I read a blog of a guy who is kind of a prepper although he doesn't talk about it much. He lives in a motorhome and works as a gate-guard in the oil-fields of Texas. Makes pretty good money. Sometimes he would allude to some prepping: buying guns, dehydrated food, land in Terlingua for an eventual homestead, etc. The other day, his motorhome was hit by a hailstorm and totaled and he doesn't have the money to replace it. He was prepared for, well hell, I actually don't know what he was prepping for but clearly not for Mother Nature's wrath. I feel bad for him but whenever I see someone prepping for some specific fantasy of their darkest imagination, I just shake my head.

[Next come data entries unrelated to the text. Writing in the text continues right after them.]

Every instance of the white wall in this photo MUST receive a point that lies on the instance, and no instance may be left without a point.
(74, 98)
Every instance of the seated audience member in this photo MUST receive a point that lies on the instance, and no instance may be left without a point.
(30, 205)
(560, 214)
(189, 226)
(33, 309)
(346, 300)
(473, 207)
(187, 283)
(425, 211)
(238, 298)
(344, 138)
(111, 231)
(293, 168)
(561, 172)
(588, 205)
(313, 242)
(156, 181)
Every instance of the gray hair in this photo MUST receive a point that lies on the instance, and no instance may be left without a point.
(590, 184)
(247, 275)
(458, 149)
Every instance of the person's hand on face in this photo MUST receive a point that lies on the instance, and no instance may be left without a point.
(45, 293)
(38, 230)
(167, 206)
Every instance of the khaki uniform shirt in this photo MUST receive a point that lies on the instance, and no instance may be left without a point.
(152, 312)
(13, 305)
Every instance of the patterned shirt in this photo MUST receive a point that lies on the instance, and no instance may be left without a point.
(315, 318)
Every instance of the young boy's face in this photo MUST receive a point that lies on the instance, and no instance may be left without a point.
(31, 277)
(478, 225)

There are homesteader preppers trying to live off-grid and raise their own food. That makes more sense but it's a hard life and I feel the same way about them as that guy I mentioned. They are only really prepared for a few specific things and not really prepared for what may actually happen to them. I guess I'm kind of cynical but my experience with the earthquake taught me that you just can't even fathom what might actually be about to happen to you.